I have seen this banded about the internet too much of late and it's about time it stopped, I mean it's not as if the information is out there, is it? The mouse wasn't invented by Xerox. The concept was invented by Doug Engelbart of SRI in the 1960's and first demoed in 1968 (http://www.youtube.com/watch?v=JfIgzSoTMOs). The GUI was around as a concept before PARC existed. Ivan Sutherland is credited as creating the first working GUI with Sketchpad in, released in 1963 (http://www.youtube.com/watch?v=mOZqRJzE8xg).
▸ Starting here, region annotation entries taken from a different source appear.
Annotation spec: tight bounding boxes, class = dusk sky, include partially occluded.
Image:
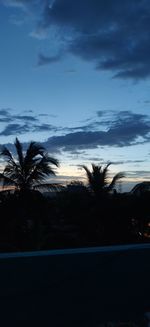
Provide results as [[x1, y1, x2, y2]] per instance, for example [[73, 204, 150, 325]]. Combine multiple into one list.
[[0, 0, 150, 189]]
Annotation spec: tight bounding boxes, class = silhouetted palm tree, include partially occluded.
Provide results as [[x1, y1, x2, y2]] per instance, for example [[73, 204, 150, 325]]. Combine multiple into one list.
[[0, 138, 59, 191], [82, 162, 125, 195]]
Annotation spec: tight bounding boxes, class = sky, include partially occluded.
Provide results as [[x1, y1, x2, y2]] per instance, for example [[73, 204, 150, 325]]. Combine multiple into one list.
[[0, 0, 150, 190]]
You'll notice that the interface ideas found in the Alto and later systems (Star?) by PARC (http://en.wikipedia.org/wiki/File:Alto_Neptune_Filemanager.g...) were influenced by those of Engelbart in his demo, or to use your language, "stolen". If you look back further, you'll come across Vannevar Bush, who outlined the majority of what went on to become modern computing in an essay about a conceptual system called 'Memex' in 1945, so I guess using your language, everyone 'stole' from him.

As a footnote, Xerox/PARC were remunerated fairly by Apple with 1 million pre-IPO shares, valued at around $7/share which Xerox later sold for $16 million (~$45 million today).

Finally, making criticisms like that is fine, but at least get the meme right. Apple were said to have "stolen" the GUI concept that Xerox apparently "invented".


The point is Apple is a great marketer. The extent to which they are an innovator, on the other hand, is often exaggerated.


I know what the point is, but I'd say that the extent to which their innovations are understated borders on the ridiculous. The only people I ever see really overstating Apple's contributions are those that are refuting the fact.

<rant>We live in amazing times technologically, with amazing gadgets that I could only dreamed of when I was a kid, yet many commenters, with little of their own to crow about, have what can only be described as entitlement issues. The problem seems to be that Apple are now a success, perceived to be abusive by a very small bout incredibly vocal minority and individuals feel the need to knock 'em down a peg or two. Yes, some of their contributions, like many other businesses are overstated (Google didn't invent search and neither did they release Android out of altruism for instance); however the extent that some go to to discredit one of the most influential tech businesses of the last 50 years is churlish.</rant>


Apple has never been credited with anything in the first place, so there is nothing to discredit. Even at their very foundation, Apple stole innovations from the workers at Xerox PARC, and then they went on to perpetuate DRM malfeatures and intellectual property / artificial scarcity, through iTunes, the appstore, etc. For more information see this link:

http://www.loper-os.org/?p=316

The difference that Apple has with Google is fundamental. Apple distributes artificially stupid malware and Google distributes free software and intelligent cloud services. In this context, I will take Google and Android over Apple and iOS any day.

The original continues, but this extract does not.